Eppure, se La solitudine dei numeri primi può esser annoverato tra i miei libri preferiti, non posso dire lo stesso per questa sua ultima fatica (né per la penultima, Il corpo umano).
Se ne parla come se fosse il racconto di una grande storia d'amore, ma io l'ho vista soprattutto come una storia di dolore. E' vero, le due cose possono coesistere  - una certo non esclude l'altra - ma vi basterà leggere le prime righe per rendervi contro che l'amore, in questo libro, finirà di sicuro in secondo piano.


La signora A. - chiamata anche affettuosamente Babette - smette di soffrire proprio nel giorno del trentacinquesimo compleanno del protagonista, il marito di Nora.
"Forse è stato meglio così." sussurra Nora al telefono, mentre apprende l'infausta notizia. Ma si sa, è solo una delle classiche frasi di circostanza. In realtà, poi, è come se quella notizia avesse innescato una bomba nella loro vita di coppia.
La signora A., un po' domestica, un po' tata, un po' mamma, un po' amica e consigliera, quando va via, lascia un vuoto incolmabile.
Per Nora, suo marito e il piccolo Emanuele, Babette era una presenza fissa in casa, una figura di riferimento, una di quelle donne tutte d'un pezzo, forti, testarde, speciali.
Una solida spalla su cui poter contare sempre, ma anche - e soprattutto - "la sola vera testimone dell'impresa che compivamo giorno dopo giorno, la sola testimone del legame che ci univa."
Per la coppia, Babette rappresentava il collante che riusciva a rendere solida la loro storia, le sue mani parevano le uniche in grado di custodire con cura la loro unione.
"A lungo andare ogni amore ha bisogno di qualcuno che lo veda e lo riconosca, che lo avvalori, altrimenti rischia di esser scambiato per un malinteso."
Ed ecco qual era il compito più difficile per la signora A.: non cucinare, tenere in ordine la casa o accompagnare Emanuele alle recite, bensì sostenere una coppia giovane, alle prime armi, inesperta, che ai primi segnali di abitudine comincia inevitabilmente a stridere.
Ecco perché questa è anche una storia d'amore.
Ed ecco perché, a mio parere, lo è di riflesso.
Perché sembra che tutto ciò che il protagonista racconta della propria vita coniugale - ma anche delle sue paure e incertezze - dipenda sempre, in qualche misura, dalla signora A., così spesso si ha la sensazione di guardare proprio attraverso i suoi occhi lo svolgersi delle giornate.
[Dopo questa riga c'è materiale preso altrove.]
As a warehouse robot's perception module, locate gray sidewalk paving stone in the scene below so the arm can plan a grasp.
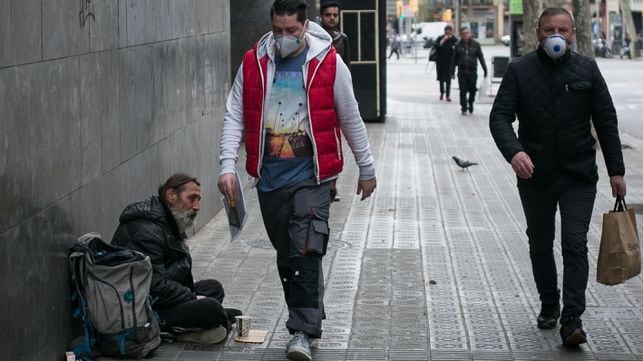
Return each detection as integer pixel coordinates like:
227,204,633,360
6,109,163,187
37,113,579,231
99,48,643,361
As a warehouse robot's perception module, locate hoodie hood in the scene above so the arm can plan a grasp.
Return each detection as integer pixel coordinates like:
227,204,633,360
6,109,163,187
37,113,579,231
257,21,333,62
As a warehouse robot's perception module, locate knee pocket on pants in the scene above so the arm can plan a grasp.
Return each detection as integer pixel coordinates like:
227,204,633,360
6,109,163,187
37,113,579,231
290,213,330,256
287,257,321,308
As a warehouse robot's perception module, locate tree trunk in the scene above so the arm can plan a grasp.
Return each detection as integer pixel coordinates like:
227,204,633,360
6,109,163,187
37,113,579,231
572,0,594,58
618,0,640,58
522,0,540,55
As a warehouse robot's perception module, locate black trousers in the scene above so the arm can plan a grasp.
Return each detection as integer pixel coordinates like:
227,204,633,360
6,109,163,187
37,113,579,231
518,175,596,323
458,70,478,112
440,79,451,97
156,280,230,332
258,180,332,338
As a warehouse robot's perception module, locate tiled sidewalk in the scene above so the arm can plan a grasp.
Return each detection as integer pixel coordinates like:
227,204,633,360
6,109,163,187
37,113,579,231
115,52,643,361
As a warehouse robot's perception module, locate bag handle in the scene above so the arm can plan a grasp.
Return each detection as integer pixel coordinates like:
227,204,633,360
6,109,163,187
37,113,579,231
612,195,627,212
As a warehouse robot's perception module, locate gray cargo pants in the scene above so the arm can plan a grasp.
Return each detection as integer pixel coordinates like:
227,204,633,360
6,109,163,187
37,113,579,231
258,180,331,338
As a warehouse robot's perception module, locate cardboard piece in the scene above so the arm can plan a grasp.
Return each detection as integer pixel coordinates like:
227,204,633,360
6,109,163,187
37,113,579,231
234,330,268,343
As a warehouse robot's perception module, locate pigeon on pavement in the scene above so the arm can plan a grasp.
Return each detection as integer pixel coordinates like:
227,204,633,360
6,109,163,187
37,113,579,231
451,155,478,170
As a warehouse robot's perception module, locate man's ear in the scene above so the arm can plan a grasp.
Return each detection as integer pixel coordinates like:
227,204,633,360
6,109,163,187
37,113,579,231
165,189,178,204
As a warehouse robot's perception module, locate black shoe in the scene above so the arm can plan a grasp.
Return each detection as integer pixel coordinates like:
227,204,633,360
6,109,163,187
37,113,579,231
538,305,560,330
560,319,587,347
223,308,243,325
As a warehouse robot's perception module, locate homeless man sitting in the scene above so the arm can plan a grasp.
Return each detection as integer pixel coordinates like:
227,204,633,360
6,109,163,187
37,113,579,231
112,173,241,344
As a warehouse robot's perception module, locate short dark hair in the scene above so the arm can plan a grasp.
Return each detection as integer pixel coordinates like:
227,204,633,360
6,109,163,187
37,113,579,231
538,8,576,29
319,0,339,13
159,173,201,198
270,0,308,24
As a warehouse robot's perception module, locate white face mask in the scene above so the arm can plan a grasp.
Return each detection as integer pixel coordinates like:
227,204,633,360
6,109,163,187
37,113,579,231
542,34,567,59
275,35,301,58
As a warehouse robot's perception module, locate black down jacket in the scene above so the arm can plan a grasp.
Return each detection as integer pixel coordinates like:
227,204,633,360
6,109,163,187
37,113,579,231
489,48,625,184
112,196,196,308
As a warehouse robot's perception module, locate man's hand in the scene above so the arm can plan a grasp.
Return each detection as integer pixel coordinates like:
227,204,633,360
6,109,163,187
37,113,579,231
218,173,237,202
511,152,534,179
355,177,377,201
610,175,626,198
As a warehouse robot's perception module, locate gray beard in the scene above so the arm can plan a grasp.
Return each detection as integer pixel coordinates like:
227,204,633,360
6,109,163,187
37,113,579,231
170,206,196,234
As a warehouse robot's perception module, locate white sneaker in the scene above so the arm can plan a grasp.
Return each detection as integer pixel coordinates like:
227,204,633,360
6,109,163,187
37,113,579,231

Alla terza prova letteraria, Giordano ha nettamente diminuito il numero di pagine (oltre ad aver cambiato casa editrice), sfornando un romanzo breve ma intenso.
Non so cosa mi aspettassi, forse vedere la storia da un altro punto di vista mi avrebbe coinvolto di più..ma questo è un monologo intriso di pensieri angoscianti che nulla mi ha trasmesso, se non tanta tristezza.
Il ripetersi de "la signora A." poi, è a dir poco snervante, e onestamente non ne comprendo l'utilità.
La scrittura è intima e malinconica; la storia può anche esser considerata convincente, e descrivere una relazione utilizzando i colori, come se Nora fosse l'argento e suo marito il nero, e Babette quella sfumatura che li poteva render più forti, è stata, a mio parere, una bellissima idea.
Ma più continuo a guardare la copertina e a rigirare il libro fra le mani, più mi convinco che Giordano mi ha deluso. Forse, come dice lui, anche se inizialmente sembra che i colori si stiano mischiando lentamente e possa venir fuori qualcosa di simile a quello di certi antichi gioielli berberi, in realtà ci si sbaglia. In realtà, a dispetto delle nostre speranze, certi elementi sono insolubili l'uno nell'altro. 

Commenti

  1. Intenso ma deludente tranne la scrittura sempre allettante e trascinante; e la conclusione è senza il forse, non vien fuori come in una vera coppia qualcosa di simile a quello di certi antichi gioielli berberi, In realtà certi elementi sono insolubili l'uno nell'altro.. rimangono due.inutile e dannoso forzare e falsare.